Questions regarding The Pink Stuff earn-out reversal revealed that the Consumer business is underperforming aggressive internal targets, leading to a $12.7M liability reversal.
Analysts sought clarity on raw material inflation, where management noted a shift from general inflation to tariff-specific pockets (steel, epoxy resins), expecting underlying deflation to be a tailwind in H2.
RPM International is navigating a turbulent period marked by extreme demand volatility and margin pressure. While the December rebound and the aggressive $100 million cost restructuring are positive signs that management is not standing still, the 'conundrum of volatility' makes the near-term trajectory highly uncertain. The strategic pivot to high-performance buildings and systems is sound, but the Consumer segment remains a weak link, and the benefits of the SG&A cuts are largely back-end loaded to FY2027. Investors should wait for clearer evidence of a sustained demand recovery and margin expansion before adding to positions, as the current guidance range remains wide due to low visibility.

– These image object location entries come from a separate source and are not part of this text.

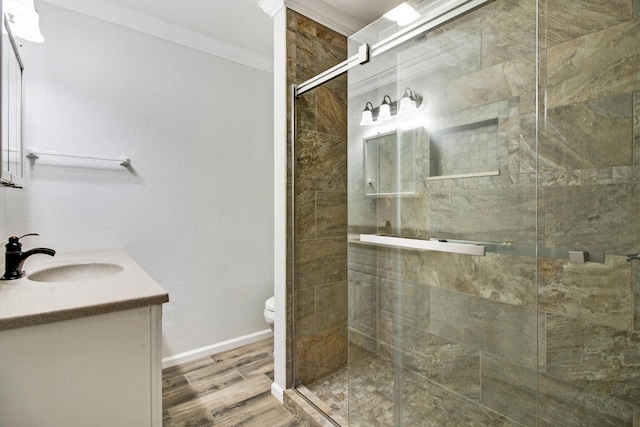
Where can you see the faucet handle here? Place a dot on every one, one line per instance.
(29, 234)
(14, 244)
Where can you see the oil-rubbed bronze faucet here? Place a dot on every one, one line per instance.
(14, 257)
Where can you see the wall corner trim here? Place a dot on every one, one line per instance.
(271, 7)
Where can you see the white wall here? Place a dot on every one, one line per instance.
(196, 209)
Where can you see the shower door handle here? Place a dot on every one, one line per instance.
(633, 256)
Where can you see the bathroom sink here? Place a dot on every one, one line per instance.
(76, 272)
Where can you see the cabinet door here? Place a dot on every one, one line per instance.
(94, 371)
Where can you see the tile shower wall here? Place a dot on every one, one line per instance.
(320, 198)
(539, 341)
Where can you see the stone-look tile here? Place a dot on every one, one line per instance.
(452, 50)
(447, 363)
(507, 278)
(305, 312)
(563, 20)
(415, 216)
(321, 354)
(567, 405)
(594, 66)
(508, 31)
(592, 134)
(331, 305)
(363, 259)
(363, 303)
(506, 80)
(321, 261)
(332, 110)
(636, 127)
(509, 389)
(306, 111)
(500, 215)
(592, 292)
(331, 214)
(305, 213)
(499, 329)
(598, 358)
(598, 217)
(320, 157)
(635, 280)
(426, 403)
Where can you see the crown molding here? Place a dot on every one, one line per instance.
(164, 30)
(271, 7)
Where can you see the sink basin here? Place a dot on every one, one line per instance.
(76, 272)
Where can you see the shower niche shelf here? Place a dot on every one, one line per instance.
(428, 245)
(464, 151)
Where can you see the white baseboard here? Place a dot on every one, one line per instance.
(277, 391)
(209, 350)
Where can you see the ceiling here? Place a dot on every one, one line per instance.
(239, 23)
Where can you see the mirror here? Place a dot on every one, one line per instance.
(11, 110)
(393, 162)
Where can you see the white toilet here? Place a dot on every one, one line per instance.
(269, 306)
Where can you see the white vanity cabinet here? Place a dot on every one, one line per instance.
(83, 353)
(94, 371)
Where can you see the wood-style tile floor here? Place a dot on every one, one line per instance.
(232, 388)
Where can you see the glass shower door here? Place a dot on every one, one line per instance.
(442, 222)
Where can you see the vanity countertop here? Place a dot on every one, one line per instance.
(24, 302)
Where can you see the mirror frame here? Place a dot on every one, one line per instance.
(9, 47)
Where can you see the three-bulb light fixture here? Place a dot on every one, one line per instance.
(407, 106)
(23, 19)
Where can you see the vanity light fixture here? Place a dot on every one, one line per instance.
(407, 107)
(23, 19)
(385, 109)
(367, 115)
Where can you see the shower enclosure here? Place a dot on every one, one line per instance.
(491, 275)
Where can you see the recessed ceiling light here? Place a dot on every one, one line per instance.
(403, 14)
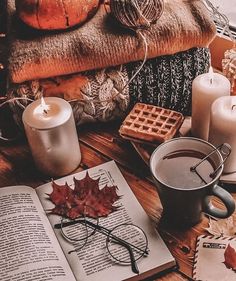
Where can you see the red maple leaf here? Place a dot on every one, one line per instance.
(230, 257)
(85, 199)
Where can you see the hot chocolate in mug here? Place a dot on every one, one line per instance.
(185, 181)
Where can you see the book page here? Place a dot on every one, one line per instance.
(93, 261)
(210, 260)
(29, 249)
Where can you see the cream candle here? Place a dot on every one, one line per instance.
(51, 133)
(205, 89)
(223, 127)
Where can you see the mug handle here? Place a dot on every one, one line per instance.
(225, 197)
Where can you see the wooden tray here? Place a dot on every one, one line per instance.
(145, 150)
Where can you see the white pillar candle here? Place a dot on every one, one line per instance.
(223, 127)
(51, 133)
(205, 89)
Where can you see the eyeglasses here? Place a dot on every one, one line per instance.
(126, 243)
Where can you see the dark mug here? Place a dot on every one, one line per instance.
(184, 191)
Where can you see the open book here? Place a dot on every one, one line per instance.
(31, 248)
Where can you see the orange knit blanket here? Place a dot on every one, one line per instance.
(100, 43)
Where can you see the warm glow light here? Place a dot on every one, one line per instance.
(211, 72)
(45, 107)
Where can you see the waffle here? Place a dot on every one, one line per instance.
(149, 123)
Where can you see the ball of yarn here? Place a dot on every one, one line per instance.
(137, 14)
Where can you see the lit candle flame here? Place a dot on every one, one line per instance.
(45, 107)
(211, 72)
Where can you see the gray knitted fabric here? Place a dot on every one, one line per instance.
(99, 95)
(167, 80)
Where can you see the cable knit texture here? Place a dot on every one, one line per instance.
(100, 95)
(101, 42)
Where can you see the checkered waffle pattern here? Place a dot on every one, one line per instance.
(151, 123)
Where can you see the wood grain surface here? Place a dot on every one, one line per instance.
(100, 143)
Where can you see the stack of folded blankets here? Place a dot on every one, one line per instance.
(90, 64)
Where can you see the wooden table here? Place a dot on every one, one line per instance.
(100, 143)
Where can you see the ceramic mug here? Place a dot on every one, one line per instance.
(183, 205)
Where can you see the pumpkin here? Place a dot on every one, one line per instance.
(55, 14)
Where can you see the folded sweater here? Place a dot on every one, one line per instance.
(99, 95)
(101, 42)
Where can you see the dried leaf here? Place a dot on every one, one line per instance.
(86, 199)
(225, 227)
(230, 257)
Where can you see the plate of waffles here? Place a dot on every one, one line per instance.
(150, 124)
(146, 126)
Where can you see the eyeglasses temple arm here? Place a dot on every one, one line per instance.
(102, 230)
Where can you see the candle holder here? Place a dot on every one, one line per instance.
(51, 132)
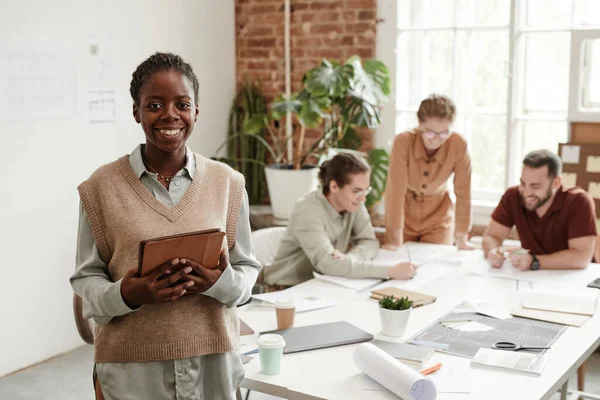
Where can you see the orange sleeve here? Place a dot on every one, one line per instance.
(462, 189)
(397, 183)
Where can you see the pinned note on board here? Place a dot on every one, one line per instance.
(594, 190)
(570, 154)
(569, 179)
(593, 164)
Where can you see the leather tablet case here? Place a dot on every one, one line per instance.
(203, 247)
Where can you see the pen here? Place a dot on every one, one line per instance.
(516, 253)
(431, 370)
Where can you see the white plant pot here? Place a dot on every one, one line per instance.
(286, 186)
(393, 322)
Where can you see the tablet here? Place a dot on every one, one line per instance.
(203, 247)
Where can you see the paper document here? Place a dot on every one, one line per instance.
(491, 310)
(569, 278)
(350, 283)
(389, 258)
(396, 377)
(551, 316)
(303, 301)
(511, 360)
(570, 154)
(581, 302)
(425, 274)
(453, 377)
(418, 254)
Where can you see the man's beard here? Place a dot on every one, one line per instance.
(540, 203)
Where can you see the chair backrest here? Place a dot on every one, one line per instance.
(266, 242)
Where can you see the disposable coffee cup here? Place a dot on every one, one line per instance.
(270, 352)
(285, 311)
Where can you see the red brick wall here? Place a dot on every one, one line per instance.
(332, 29)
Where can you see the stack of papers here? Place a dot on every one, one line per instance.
(572, 308)
(511, 360)
(580, 302)
(568, 278)
(302, 301)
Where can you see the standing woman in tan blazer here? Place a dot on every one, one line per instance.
(417, 203)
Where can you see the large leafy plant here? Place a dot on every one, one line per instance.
(245, 151)
(335, 98)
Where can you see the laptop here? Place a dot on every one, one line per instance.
(320, 336)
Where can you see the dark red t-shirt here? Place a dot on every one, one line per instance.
(571, 215)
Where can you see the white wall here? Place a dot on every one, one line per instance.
(42, 161)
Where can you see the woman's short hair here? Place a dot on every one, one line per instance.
(158, 62)
(339, 169)
(437, 106)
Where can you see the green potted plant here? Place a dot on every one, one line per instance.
(245, 152)
(394, 315)
(337, 99)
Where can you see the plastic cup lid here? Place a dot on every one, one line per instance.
(285, 303)
(271, 340)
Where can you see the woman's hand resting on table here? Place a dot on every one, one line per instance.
(402, 271)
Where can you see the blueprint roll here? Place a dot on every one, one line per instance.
(396, 377)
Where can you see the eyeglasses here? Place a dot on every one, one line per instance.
(360, 192)
(432, 134)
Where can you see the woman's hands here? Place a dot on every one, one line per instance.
(204, 278)
(155, 287)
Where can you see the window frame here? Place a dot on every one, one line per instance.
(484, 200)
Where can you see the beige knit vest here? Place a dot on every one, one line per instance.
(122, 212)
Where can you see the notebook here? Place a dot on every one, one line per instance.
(414, 356)
(418, 299)
(509, 360)
(580, 302)
(312, 337)
(203, 247)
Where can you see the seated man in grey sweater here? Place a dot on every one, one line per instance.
(330, 231)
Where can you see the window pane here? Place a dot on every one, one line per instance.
(549, 13)
(483, 12)
(485, 84)
(587, 12)
(544, 135)
(547, 57)
(487, 148)
(406, 121)
(425, 13)
(592, 83)
(424, 66)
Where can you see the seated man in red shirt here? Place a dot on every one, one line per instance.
(557, 226)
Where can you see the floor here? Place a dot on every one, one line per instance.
(68, 377)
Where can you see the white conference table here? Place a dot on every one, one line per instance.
(331, 374)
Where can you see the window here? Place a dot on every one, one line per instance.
(506, 64)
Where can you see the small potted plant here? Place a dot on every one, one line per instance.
(394, 315)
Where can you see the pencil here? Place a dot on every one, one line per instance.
(431, 370)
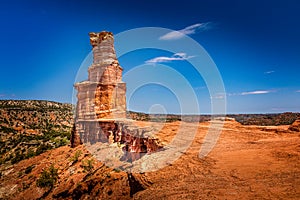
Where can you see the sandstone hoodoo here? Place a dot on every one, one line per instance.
(101, 105)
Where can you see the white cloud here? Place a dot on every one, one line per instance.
(218, 96)
(257, 92)
(174, 35)
(269, 72)
(176, 56)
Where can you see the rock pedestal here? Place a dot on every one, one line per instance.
(101, 105)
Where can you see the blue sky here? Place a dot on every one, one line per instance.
(254, 44)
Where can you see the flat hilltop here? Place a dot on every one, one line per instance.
(247, 162)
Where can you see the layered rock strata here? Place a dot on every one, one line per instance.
(101, 105)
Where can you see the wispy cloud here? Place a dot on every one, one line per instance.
(269, 72)
(257, 92)
(218, 96)
(174, 57)
(174, 35)
(251, 92)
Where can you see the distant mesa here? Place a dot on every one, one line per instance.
(101, 106)
(295, 126)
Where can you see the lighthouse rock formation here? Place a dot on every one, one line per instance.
(101, 106)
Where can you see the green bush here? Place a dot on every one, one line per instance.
(75, 158)
(48, 178)
(88, 165)
(29, 169)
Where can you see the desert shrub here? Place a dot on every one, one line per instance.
(29, 169)
(30, 153)
(17, 158)
(42, 148)
(47, 178)
(88, 165)
(75, 158)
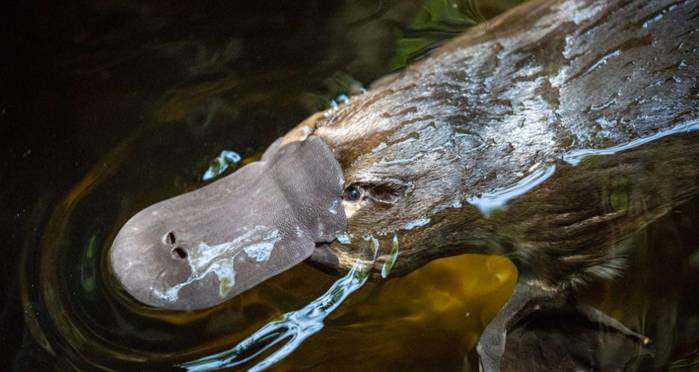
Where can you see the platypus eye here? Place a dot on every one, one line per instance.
(352, 193)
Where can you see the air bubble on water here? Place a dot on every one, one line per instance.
(392, 257)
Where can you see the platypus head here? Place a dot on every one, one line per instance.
(368, 169)
(199, 249)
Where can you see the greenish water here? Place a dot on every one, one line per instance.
(115, 106)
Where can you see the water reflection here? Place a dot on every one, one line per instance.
(172, 104)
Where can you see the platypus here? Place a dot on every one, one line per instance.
(549, 134)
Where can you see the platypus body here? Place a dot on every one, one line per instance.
(550, 135)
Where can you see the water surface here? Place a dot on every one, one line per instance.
(119, 105)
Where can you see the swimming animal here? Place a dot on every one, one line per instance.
(549, 134)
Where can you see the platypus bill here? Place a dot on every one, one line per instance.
(549, 134)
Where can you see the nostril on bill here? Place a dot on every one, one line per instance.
(169, 238)
(178, 252)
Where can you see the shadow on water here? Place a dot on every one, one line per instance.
(119, 105)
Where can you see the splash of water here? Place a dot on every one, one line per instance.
(294, 327)
(498, 199)
(574, 157)
(219, 165)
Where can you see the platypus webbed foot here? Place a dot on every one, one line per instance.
(540, 330)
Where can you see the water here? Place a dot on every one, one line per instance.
(113, 107)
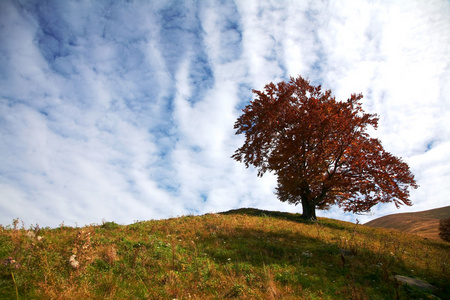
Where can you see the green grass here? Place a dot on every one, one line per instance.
(241, 254)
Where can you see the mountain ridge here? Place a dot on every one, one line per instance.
(423, 223)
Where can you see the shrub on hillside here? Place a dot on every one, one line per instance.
(444, 229)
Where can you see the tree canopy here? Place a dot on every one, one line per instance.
(319, 149)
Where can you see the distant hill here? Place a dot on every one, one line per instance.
(241, 254)
(423, 223)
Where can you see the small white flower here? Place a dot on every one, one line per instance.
(73, 262)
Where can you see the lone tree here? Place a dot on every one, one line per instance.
(319, 149)
(444, 229)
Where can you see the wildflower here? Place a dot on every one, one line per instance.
(73, 262)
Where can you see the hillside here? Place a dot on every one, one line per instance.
(424, 223)
(241, 254)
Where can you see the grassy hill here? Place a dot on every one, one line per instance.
(241, 254)
(424, 223)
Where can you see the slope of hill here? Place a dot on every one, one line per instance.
(424, 223)
(240, 254)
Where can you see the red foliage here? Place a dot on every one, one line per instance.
(319, 149)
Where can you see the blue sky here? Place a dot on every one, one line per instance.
(124, 110)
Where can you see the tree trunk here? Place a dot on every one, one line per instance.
(309, 210)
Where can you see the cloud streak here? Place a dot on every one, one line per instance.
(125, 111)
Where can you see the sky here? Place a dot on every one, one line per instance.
(124, 110)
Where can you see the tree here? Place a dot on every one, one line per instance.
(319, 149)
(444, 229)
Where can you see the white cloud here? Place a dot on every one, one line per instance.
(126, 111)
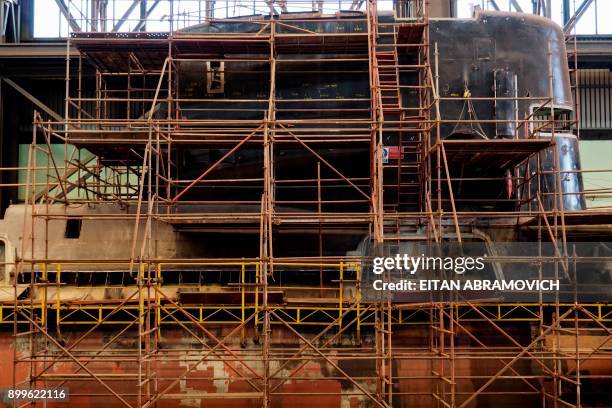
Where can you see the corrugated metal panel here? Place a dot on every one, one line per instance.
(595, 86)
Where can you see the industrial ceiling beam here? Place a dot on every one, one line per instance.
(125, 15)
(143, 20)
(68, 16)
(571, 23)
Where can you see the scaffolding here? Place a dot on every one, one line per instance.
(123, 141)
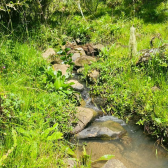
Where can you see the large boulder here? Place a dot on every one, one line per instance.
(62, 67)
(81, 61)
(76, 86)
(114, 163)
(84, 115)
(107, 130)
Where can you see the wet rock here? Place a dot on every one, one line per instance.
(84, 115)
(50, 55)
(102, 130)
(81, 61)
(76, 86)
(75, 56)
(62, 67)
(99, 101)
(93, 76)
(146, 55)
(89, 50)
(114, 163)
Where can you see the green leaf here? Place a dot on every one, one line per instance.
(48, 130)
(158, 120)
(70, 152)
(55, 136)
(67, 49)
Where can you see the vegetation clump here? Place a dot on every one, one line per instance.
(37, 105)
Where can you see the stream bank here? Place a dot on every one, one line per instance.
(130, 146)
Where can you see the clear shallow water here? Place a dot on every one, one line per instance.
(135, 150)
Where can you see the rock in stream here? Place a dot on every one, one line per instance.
(107, 130)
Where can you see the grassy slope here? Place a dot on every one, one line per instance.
(30, 109)
(126, 87)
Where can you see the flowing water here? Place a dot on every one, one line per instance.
(134, 150)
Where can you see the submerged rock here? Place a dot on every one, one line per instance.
(102, 130)
(81, 61)
(99, 101)
(114, 163)
(93, 76)
(84, 115)
(76, 86)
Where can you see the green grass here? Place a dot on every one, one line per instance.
(31, 105)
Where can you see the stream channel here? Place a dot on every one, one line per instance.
(134, 149)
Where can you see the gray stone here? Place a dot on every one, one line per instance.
(84, 115)
(98, 47)
(49, 54)
(81, 51)
(76, 86)
(102, 130)
(62, 67)
(99, 101)
(114, 163)
(81, 61)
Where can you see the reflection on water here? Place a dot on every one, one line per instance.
(135, 150)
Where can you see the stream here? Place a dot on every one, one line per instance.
(134, 149)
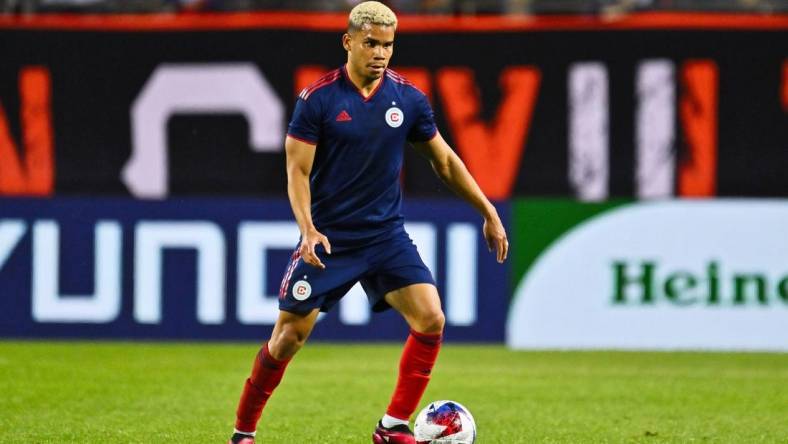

The government shutdown and 'Washington dysfunction' froze funding for education and infrastructure projects, causing a 'near standstill' in certain construction sectors. This accounts for a significant portion of the Construction Products Group's revenue.
Underlying chemical trends are turning into tailwinds (deflation), which should benefit H2. However, tariffs are creating specific pockets of inflation in steel packaging (up low teens) and epoxy resins (up high single digits).
Consumer takeaway remains soft, with management noting '2 years of challenging' volume growth. Retailers are managing working capital tightly, contributing to sales declines in the Consumer segment.
Despite current delays, the construction pipeline remains 'solid' with backlogs growing in the Construction Products Group. Management expects delayed projects to convert into activity by the end of the fiscal year.